Reps. Paul Berch (D-Walpole) and Tony Lekas (R-Hudson), though, weren’t giving up that easily.
Tuesday morning they’ll introduce a non-germane amendment on SB96 to the New Hampshire House Judiciary Committee. The bill, which cleared the Senate this spring, is the Senate’s omnibus criminal justice reform package formed as a result of Gov. Chris Sununu’s LEACT commission, which recommended measures such as bodycams for every officer.
The Senate version includes funding for body and in-car cameras for police officers, the creation of committees to study the role and authority of school resource officers, and a change to juvenile delinquency proceedings.
Not included in the Senate package is an end to qualified immunity, which grants government employees, like police officers, protection from civil suits.
Berch and Lekas are looking to change that and announced their amendment last week on the State House lawn with a coalition including the Ben & Jerry’s founders, a rep from the Institute for Justice, former Supreme Court Justice Chuck Douglas, and Americans for Prosperity.
Some parts of the omnibus bill will be welcome news for Belknap County Sheriff Bill Wright, who told NHJournal in March that he would love more cameras in the line of duty.
“For us law enforcement, I would prefer to have a camera on all the time,” said Wright. You can listen to whatever I have going on because we find that people make stuff up against us quite often.”
“I can’t fathom how many officers have been exonerated from false reports and false allegations as a relation to body cameras. So I say, put cameras in all of our cars, put cameras on all of our uniforms, feel free. But where are the funds going to come from?”
Wright told NHJournal that getting cameras for the twelve vehicles in his department’s fleet would have cost them upwards of $85,000, a tall task on their tight budget.
The qualified immunity aspect is not as appealing to Wright, said ending it would cause a “mass exodus of officers leaving the job.”
“As soon as we start talking about taking away qualified immunity, people start getting nervous about whether or not there’s gonna be any protection against any lawsuit,” Wright said. “Right now, if people feel that I violated their civil rights, they have the right to file a suit against me. And then I have to go and answer that. There’s already pathways there to take care of that.”
Last week, Wright joined the sheriffs of Rockingham and Hillsborough counties, and former GOP congressional candidate Matt Mowers to call on New Hampshire Senators Jeanne Shaheen and Maggie Hassan to protect qualified immunity on the federal level.

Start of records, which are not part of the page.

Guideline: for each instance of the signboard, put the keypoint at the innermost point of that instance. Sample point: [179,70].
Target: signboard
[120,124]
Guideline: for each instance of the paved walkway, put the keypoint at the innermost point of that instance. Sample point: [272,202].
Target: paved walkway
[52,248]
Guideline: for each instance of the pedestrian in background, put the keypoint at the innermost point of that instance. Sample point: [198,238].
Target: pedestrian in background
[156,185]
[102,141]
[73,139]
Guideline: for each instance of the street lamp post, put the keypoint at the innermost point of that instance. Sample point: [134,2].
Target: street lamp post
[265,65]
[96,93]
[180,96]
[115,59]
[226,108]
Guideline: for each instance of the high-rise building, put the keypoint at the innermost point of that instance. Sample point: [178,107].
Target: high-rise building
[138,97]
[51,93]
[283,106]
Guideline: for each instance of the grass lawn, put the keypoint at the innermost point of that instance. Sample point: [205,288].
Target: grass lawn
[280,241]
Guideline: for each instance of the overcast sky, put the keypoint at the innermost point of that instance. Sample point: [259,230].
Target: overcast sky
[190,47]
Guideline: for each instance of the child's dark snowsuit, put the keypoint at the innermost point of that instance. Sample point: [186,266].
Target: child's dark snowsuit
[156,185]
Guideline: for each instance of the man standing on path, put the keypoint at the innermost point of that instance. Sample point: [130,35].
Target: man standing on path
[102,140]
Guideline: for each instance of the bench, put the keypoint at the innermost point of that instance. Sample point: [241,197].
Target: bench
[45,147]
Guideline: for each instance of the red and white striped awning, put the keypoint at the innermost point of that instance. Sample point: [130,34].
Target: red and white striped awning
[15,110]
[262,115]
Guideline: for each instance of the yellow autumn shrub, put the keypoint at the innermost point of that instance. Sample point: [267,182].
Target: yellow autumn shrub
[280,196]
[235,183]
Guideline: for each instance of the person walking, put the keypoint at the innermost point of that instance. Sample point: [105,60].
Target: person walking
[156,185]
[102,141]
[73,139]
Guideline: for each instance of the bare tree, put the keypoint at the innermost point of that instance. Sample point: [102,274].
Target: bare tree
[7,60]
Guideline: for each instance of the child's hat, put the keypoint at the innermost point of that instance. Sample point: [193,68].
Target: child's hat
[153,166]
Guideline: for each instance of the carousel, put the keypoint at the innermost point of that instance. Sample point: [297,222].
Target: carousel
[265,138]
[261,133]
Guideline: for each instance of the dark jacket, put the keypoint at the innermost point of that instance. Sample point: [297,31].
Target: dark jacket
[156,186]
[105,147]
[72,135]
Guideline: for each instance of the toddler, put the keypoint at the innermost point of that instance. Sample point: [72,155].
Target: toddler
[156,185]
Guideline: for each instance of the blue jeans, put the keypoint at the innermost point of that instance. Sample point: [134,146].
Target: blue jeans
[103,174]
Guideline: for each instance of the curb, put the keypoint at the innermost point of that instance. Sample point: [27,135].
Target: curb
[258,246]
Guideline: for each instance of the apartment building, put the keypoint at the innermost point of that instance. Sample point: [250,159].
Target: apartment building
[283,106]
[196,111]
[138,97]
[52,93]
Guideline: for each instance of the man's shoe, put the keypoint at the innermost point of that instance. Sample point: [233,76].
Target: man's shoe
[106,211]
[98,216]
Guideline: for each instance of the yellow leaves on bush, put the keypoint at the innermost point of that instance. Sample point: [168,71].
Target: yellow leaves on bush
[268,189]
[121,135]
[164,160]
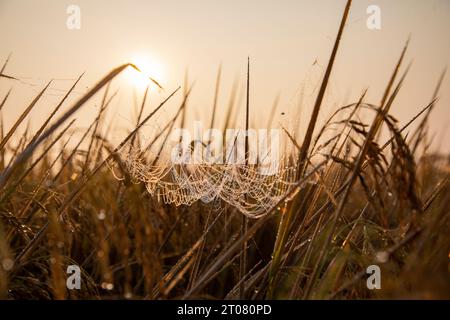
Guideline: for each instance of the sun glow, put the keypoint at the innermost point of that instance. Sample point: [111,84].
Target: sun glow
[150,74]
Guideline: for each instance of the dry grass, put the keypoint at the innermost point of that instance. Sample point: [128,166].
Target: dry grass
[370,203]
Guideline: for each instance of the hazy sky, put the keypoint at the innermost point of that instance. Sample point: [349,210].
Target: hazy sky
[283,39]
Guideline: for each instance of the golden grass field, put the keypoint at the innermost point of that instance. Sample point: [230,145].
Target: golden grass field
[373,201]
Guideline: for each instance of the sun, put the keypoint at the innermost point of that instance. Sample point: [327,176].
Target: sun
[151,73]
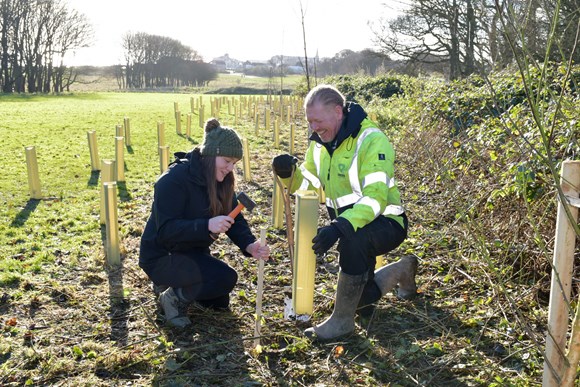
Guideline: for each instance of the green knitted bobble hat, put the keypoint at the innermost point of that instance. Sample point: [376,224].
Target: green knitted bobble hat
[220,141]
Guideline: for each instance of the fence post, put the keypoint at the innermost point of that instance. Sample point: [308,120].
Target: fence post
[93,150]
[112,249]
[561,285]
[33,179]
[304,259]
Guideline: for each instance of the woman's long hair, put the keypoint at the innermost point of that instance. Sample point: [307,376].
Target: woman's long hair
[221,195]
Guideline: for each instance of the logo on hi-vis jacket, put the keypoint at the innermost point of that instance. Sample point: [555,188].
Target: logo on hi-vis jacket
[341,170]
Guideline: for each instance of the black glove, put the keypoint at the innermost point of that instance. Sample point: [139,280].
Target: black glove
[284,165]
[325,239]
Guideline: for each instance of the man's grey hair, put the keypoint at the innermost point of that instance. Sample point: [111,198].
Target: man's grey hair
[326,95]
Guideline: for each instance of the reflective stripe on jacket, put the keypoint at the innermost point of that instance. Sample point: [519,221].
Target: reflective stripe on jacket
[358,178]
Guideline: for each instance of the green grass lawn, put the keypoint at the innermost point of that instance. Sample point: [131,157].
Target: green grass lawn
[66,221]
[68,319]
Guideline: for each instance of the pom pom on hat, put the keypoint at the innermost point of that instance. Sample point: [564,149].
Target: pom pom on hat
[220,141]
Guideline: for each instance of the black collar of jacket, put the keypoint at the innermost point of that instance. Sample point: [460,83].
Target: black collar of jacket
[354,114]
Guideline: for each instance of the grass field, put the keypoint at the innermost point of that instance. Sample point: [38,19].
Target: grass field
[67,319]
[97,80]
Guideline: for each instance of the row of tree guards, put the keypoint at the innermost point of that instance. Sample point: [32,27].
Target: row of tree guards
[113,171]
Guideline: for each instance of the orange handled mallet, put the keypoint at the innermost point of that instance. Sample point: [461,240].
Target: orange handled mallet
[243,202]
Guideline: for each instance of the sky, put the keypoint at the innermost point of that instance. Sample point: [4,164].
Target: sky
[243,29]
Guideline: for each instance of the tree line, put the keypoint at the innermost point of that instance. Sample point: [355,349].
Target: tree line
[476,36]
[153,61]
[34,39]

“Instead of standing up for our police, Congress prefers to use our police officers as political punching bags. Under the cover of a late-night vote, Nancy Pelosi’s Congress and the radical left to once again vote to strip police of qualified immunity — which protects law enforcement and their families from frivolous lawsuits by the criminals they arrest,” a letter they sent to both Senators reads.
“Chris Pappas and Anne Kuster once again joined in support with their party leadership at the expense of New Hampshire’s law enforcement. Both of you have publicly opposed removing this critical protection in the past, and we hope once again that you side with law enforcement in rejecting this bill.”

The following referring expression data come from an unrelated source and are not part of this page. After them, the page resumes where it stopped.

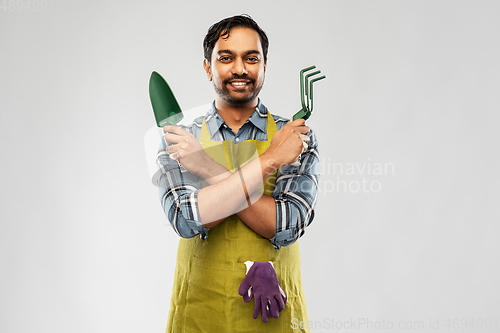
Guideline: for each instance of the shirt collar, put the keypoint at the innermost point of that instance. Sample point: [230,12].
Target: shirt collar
[215,121]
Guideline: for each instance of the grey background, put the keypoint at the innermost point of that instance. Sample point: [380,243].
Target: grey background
[84,245]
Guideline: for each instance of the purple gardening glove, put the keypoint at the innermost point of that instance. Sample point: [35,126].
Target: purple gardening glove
[261,282]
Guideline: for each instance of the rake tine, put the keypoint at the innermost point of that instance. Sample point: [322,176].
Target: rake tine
[310,90]
[306,83]
[302,85]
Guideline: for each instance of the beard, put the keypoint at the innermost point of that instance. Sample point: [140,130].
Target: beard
[238,98]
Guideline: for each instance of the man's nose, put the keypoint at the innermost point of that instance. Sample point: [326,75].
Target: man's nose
[239,67]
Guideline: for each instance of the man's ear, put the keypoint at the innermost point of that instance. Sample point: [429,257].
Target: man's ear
[208,69]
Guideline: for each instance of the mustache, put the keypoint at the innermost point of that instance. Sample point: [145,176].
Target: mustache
[239,77]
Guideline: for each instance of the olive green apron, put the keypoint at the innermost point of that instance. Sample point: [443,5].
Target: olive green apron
[208,272]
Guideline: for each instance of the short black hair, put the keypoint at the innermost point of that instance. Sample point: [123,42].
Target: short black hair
[223,28]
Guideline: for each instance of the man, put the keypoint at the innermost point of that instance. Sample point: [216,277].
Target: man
[223,197]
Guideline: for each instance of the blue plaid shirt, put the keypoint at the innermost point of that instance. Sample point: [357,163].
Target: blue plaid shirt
[295,192]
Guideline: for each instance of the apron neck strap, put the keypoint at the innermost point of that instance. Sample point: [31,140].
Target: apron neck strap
[271,129]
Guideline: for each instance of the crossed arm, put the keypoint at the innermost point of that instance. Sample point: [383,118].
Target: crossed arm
[225,190]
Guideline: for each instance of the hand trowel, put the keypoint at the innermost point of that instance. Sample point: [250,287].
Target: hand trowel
[165,107]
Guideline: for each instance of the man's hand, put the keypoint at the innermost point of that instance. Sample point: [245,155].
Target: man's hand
[184,147]
[288,143]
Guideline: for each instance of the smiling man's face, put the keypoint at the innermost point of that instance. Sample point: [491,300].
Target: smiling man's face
[237,67]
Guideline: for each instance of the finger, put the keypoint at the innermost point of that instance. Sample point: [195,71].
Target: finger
[274,308]
[280,302]
[297,122]
[248,295]
[244,286]
[283,294]
[263,308]
[305,138]
[257,307]
[175,138]
[174,129]
[303,129]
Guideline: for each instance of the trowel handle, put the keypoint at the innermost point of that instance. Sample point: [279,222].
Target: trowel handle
[296,162]
[183,169]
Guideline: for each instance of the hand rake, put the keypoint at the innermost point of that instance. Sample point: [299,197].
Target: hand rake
[306,97]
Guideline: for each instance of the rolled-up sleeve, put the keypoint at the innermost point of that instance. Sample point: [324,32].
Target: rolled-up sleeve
[178,193]
[295,195]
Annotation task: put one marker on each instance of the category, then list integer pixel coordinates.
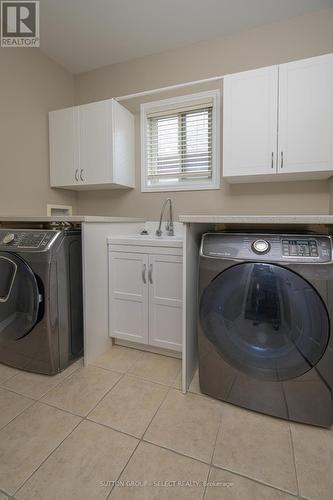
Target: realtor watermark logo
(20, 24)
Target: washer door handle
(6, 297)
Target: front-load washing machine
(265, 310)
(41, 311)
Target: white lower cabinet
(145, 297)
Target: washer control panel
(267, 247)
(300, 248)
(26, 239)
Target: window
(179, 141)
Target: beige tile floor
(121, 429)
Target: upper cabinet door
(95, 142)
(63, 147)
(250, 122)
(306, 115)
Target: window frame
(169, 104)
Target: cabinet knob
(150, 273)
(144, 273)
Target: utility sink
(147, 240)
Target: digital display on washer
(30, 240)
(299, 248)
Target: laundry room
(166, 249)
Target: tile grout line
(213, 451)
(83, 418)
(250, 478)
(66, 411)
(294, 457)
(40, 465)
(141, 440)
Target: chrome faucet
(169, 227)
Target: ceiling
(85, 34)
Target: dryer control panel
(267, 247)
(26, 239)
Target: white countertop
(73, 218)
(257, 219)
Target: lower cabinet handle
(150, 273)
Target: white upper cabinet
(95, 142)
(306, 115)
(250, 122)
(279, 120)
(92, 146)
(64, 161)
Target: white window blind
(179, 144)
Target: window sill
(189, 187)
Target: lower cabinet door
(128, 296)
(165, 301)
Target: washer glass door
(19, 298)
(265, 320)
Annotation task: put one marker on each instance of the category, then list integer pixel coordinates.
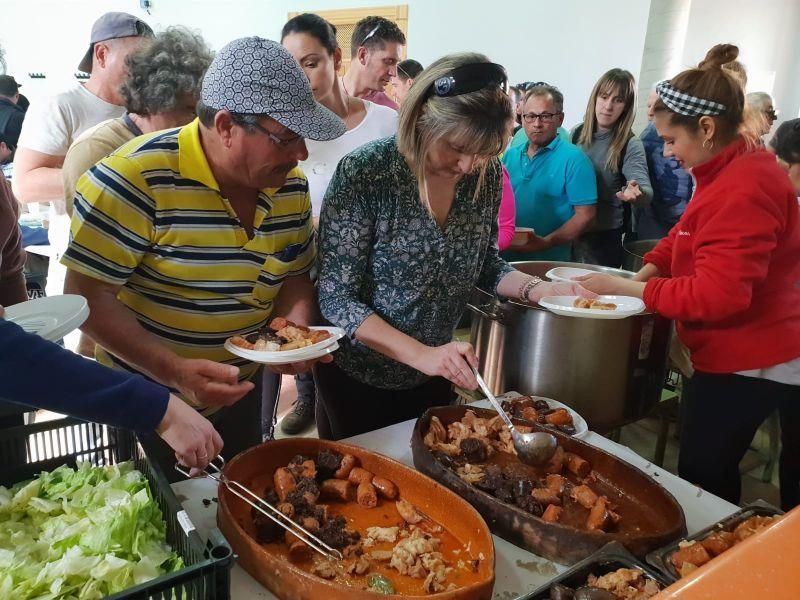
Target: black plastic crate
(27, 450)
(660, 558)
(609, 558)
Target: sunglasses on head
(371, 33)
(469, 78)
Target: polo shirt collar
(192, 161)
(551, 146)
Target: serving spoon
(534, 448)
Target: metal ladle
(534, 448)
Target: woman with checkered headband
(728, 274)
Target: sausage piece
(559, 416)
(585, 496)
(719, 542)
(545, 496)
(601, 516)
(359, 475)
(694, 554)
(366, 495)
(577, 465)
(348, 463)
(298, 549)
(556, 483)
(285, 483)
(552, 513)
(386, 489)
(337, 489)
(556, 464)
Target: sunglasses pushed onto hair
(469, 78)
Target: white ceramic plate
(581, 427)
(289, 356)
(51, 317)
(627, 306)
(567, 273)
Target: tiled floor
(287, 397)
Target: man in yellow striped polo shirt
(185, 237)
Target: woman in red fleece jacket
(729, 274)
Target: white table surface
(517, 571)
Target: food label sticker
(186, 522)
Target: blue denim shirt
(381, 252)
(672, 186)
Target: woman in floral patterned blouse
(408, 228)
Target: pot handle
(486, 311)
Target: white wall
(768, 35)
(569, 42)
(663, 49)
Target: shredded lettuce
(81, 534)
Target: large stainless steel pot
(610, 371)
(633, 257)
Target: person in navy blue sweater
(87, 390)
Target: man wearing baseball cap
(186, 237)
(53, 124)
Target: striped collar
(192, 161)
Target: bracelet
(529, 285)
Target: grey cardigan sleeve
(634, 167)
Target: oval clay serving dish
(269, 563)
(650, 515)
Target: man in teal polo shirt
(554, 182)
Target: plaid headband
(684, 104)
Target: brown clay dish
(650, 516)
(269, 563)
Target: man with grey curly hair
(185, 237)
(160, 92)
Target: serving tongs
(262, 506)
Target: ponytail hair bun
(719, 55)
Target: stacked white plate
(285, 357)
(627, 306)
(51, 317)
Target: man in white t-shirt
(51, 125)
(376, 47)
(323, 157)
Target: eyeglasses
(527, 85)
(371, 33)
(405, 74)
(543, 117)
(280, 142)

Ross Connolly of Americans for Prosperity, however, says the bill isn’t about stripping police officers of protection, but it’s about accountability.
“Lawmakers need to seize this opportunity to ensure Granite Staters can have their day in court when they have had their constitutional rights violated by a government official,” Connolly said in a statement.
“It is wrong government officials can use ignorance of the law as an excuse for infringing a person’s civil rights and we urge the legislature to change this broken status quo.”